The Villa di Geggiano is a neoclassical-style rural palace located on Via di Geggiano 1, in the neighborhood of Pianella of the commune of Castelnuovo Berardenga, in province of Siena, region of Tuscany, Italy.

==History==
A farm house at the site has belonged to the Bianchi Bandinelli family since 1527, when it was included in the dowry of Girolama Santi when she was wed to Girolamo Bandinelli. In 1768, in part to celebrate the marriage of Anton Domenico Bianchi Bandinelli with Cecilia Chigi Zondadari, the property was converted into an elegant villa with its private chapel and gardens.

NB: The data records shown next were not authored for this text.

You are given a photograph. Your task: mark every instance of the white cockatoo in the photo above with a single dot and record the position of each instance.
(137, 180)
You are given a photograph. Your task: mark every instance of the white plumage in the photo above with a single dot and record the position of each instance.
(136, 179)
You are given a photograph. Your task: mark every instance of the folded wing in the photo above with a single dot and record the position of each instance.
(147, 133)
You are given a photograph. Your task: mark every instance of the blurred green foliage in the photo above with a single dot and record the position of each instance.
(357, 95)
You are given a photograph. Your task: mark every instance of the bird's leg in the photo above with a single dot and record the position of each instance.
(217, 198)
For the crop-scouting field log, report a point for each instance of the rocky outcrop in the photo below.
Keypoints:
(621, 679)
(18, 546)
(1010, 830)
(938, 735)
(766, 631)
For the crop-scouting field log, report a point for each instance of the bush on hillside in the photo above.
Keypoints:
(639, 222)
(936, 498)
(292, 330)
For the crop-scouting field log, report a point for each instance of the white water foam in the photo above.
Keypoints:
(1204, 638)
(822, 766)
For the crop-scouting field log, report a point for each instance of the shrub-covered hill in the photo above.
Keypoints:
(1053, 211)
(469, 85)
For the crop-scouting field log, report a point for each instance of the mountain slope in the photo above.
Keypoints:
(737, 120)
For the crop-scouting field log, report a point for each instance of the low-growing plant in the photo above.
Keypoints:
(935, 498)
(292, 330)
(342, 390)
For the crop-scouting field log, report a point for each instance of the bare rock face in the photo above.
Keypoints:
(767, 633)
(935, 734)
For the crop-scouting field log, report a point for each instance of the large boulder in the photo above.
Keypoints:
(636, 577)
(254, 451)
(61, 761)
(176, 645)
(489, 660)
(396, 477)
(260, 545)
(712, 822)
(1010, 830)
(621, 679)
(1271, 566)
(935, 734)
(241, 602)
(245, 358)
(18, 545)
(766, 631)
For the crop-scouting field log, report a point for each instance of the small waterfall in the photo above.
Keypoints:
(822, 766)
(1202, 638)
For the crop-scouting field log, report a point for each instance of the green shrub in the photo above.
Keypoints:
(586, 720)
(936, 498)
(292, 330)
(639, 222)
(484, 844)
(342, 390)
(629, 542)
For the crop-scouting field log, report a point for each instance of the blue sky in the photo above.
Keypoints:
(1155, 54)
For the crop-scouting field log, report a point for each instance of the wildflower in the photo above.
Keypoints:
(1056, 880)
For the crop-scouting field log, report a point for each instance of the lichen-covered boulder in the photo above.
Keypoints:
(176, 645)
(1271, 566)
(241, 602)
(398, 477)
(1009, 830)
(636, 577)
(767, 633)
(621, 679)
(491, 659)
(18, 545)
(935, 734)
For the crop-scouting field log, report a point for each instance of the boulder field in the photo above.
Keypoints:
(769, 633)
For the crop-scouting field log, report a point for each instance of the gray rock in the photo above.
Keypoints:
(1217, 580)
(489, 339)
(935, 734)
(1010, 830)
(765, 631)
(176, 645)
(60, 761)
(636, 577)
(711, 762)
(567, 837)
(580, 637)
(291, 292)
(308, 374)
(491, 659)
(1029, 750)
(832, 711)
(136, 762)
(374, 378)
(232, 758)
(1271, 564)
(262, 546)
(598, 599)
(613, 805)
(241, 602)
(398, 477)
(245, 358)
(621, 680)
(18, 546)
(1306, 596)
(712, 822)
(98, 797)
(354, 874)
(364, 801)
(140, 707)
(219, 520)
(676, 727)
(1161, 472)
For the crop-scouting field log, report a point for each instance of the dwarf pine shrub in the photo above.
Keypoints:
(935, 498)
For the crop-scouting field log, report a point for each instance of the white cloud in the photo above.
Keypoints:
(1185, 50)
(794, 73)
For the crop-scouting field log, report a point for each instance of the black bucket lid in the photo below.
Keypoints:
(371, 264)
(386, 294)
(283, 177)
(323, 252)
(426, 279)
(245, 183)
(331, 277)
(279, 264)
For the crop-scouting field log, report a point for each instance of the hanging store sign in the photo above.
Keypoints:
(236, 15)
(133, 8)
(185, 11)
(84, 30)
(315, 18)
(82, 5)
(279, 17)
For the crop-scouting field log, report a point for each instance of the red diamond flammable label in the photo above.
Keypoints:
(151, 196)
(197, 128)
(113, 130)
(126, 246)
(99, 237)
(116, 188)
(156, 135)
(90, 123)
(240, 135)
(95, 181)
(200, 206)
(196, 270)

The interiors contain frescoes (1768–1779) depicting portraits of the family and friends, and of the seasons painted by Ignazio Moder. The stucco work was by François Joseph Bosio, and the Madonna painted for the chapel by Cicori. Further refurbishments were added in the 19th century.

The formal Italianate gardens also have architectural elements elaborated by the sculptor Bosio. It includes an outdoor theater used for performances by Vittorio Alfieri, who was a host at the house. The villa is used for weddings, meetings and events, there are also two rental suites on the property. Villa di Geggiano produces their own branded organic olive oil and houses a winery within the grounds.